One of the main obstructions to meaningful action is ‘modern democracy’, he added. ‘Even the best democracies agree that when a major war approaches, democracy must be put on hold for the time being. I have a feeling that climate change may be an issue as severe as a war. It may be necessary to put democracy on hold for a while.’
Oh really. I don’t seem to recall Lovelock’s previous analysis of the larger-scale but little-understood and even less acknowledged structures of human activity – economic systems, global technologies, ideologies – that actually provide the basis for human ‘intelligence’ as it is conventionally understood. In that rather conspicuous absence, what exactly are Lovelock’s qualifications for having such a lovingly quoted opinion? The Gaia theory, which until the environment came back to the forefront of our collective consciousness, was treated by most scientists as a somewhat quaint, if not downright silly, model of planetary processes. And even now that planetary processes are under discussion, it’s still striking how seldom Lovelock’s theories make it into scientific discourse.

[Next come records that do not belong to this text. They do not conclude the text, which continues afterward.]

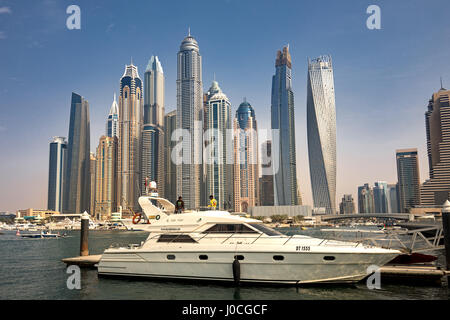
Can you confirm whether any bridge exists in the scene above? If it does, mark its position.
[320,213,411,221]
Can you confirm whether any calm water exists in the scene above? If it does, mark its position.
[0,230,450,300]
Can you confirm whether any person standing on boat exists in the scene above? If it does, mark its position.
[175,196,184,213]
[208,195,217,210]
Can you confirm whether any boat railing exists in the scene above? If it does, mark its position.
[321,226,444,253]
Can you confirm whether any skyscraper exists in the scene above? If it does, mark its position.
[63,92,91,213]
[233,100,260,212]
[141,56,165,196]
[420,85,450,205]
[117,64,143,212]
[358,183,375,213]
[177,32,203,209]
[164,110,178,203]
[106,93,119,137]
[271,46,299,205]
[89,152,97,216]
[204,81,234,210]
[388,183,400,213]
[396,149,420,212]
[373,181,389,213]
[47,137,67,212]
[307,56,336,214]
[95,136,117,220]
[259,140,275,206]
[339,194,355,214]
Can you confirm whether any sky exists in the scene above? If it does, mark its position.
[0,0,450,212]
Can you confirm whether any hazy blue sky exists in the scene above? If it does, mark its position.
[0,0,450,211]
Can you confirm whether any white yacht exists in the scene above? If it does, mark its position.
[98,196,401,284]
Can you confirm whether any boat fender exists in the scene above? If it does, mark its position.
[132,213,142,224]
[233,256,241,285]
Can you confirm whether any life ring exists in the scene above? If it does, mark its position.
[132,213,142,224]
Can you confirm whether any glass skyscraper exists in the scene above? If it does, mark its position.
[63,93,91,213]
[396,149,420,212]
[204,81,234,210]
[307,56,336,214]
[106,94,119,137]
[420,85,450,205]
[373,181,389,213]
[177,32,203,209]
[271,47,299,205]
[164,110,178,203]
[233,101,259,212]
[47,137,67,212]
[117,64,143,213]
[141,56,165,196]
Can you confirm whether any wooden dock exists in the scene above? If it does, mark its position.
[61,254,102,268]
[380,265,450,285]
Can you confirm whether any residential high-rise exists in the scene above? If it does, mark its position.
[339,194,355,214]
[307,56,336,214]
[47,137,67,212]
[420,85,450,205]
[358,183,375,213]
[106,93,119,137]
[396,149,420,212]
[141,56,165,196]
[117,63,143,213]
[63,92,91,213]
[95,136,117,220]
[204,81,234,210]
[177,32,203,209]
[233,100,260,212]
[164,110,178,203]
[271,46,299,205]
[259,140,275,206]
[388,183,400,213]
[89,152,97,216]
[373,181,389,213]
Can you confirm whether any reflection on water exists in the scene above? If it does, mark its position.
[0,229,449,300]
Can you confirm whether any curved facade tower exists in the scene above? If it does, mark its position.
[177,33,203,209]
[233,101,260,212]
[307,56,336,214]
[141,56,165,196]
[204,81,234,210]
[270,47,299,205]
[117,64,143,212]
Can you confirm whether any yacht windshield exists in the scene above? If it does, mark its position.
[249,223,283,236]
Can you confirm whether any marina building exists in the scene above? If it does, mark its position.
[95,136,117,220]
[396,149,420,212]
[141,56,165,196]
[420,84,450,206]
[117,63,143,213]
[339,194,355,214]
[358,183,375,213]
[47,137,67,212]
[204,81,234,210]
[176,31,203,209]
[306,56,336,214]
[233,99,260,212]
[106,93,119,137]
[271,46,299,205]
[63,92,91,213]
[164,110,178,203]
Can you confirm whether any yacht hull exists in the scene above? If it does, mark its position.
[98,250,397,285]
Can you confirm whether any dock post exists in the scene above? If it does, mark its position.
[80,211,89,256]
[442,200,450,270]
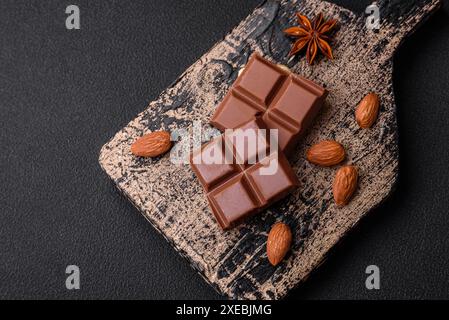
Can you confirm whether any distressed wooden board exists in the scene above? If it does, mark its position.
[100,0,441,299]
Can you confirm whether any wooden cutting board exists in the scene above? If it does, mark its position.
[100,0,441,299]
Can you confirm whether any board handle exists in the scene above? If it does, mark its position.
[363,0,442,56]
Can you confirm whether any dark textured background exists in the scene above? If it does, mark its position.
[0,0,449,299]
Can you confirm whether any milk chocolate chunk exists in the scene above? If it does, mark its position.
[210,53,328,153]
[190,118,298,229]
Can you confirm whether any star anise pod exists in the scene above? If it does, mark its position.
[284,13,337,64]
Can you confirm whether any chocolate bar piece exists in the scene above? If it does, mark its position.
[190,118,298,229]
[210,53,328,154]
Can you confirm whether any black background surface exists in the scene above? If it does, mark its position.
[0,0,449,299]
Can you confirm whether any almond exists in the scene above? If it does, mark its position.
[131,131,172,157]
[355,93,379,129]
[333,166,358,206]
[306,140,346,167]
[267,222,293,266]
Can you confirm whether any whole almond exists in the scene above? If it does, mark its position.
[355,93,379,129]
[131,131,171,157]
[333,166,358,206]
[306,140,346,167]
[267,222,293,266]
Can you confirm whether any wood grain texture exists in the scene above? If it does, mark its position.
[100,0,441,299]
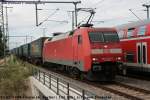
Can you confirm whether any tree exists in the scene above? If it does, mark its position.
[0,26,4,57]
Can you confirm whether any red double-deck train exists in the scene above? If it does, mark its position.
[43,27,122,81]
[117,20,150,72]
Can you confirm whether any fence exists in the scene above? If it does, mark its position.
[32,67,98,100]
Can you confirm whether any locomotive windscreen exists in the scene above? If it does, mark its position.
[89,32,119,42]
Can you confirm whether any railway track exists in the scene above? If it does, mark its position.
[92,82,150,100]
[34,65,150,100]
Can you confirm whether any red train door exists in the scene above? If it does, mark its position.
[136,42,147,66]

Of course, given that almost all other scientists are equally lacking in any convincing understanding of how human social and economic systems work, they are no more qualified than Lovelock to pronounce on either human ‘intelligence’ or the processes and systems that driven environmental change. But at least national newspapers aren’t asking them their opinions.

More that all that, it is about time we stopped treating people as authoritative just because they have the job ‘scientist’. It’s a job that is typically highly specialised, and having read a fair number of our most prominent scientists’ accounts of our present predicament, it does not strike me that their opinions about the situation as a whole are particularly scientific. No matter how brilliant the physicist or biologist, they are no better qualified than me to pronounce on economic systems, the power of ideologies, and especially not any but the most technical aspects of solutions to our problems.

Meanwhile, putting democracy 'on hold' is not only a very bad idea but precisely the opposite of what is needed. If there are any forces that will actively resist takintg the necessary steps to deal with our environmental problems it is the entrenched corporate forces of the economy and politicl system. Closing down democracy would only strengthen, indeed perpetuate their stranglehold over economic, political and so environmental policy.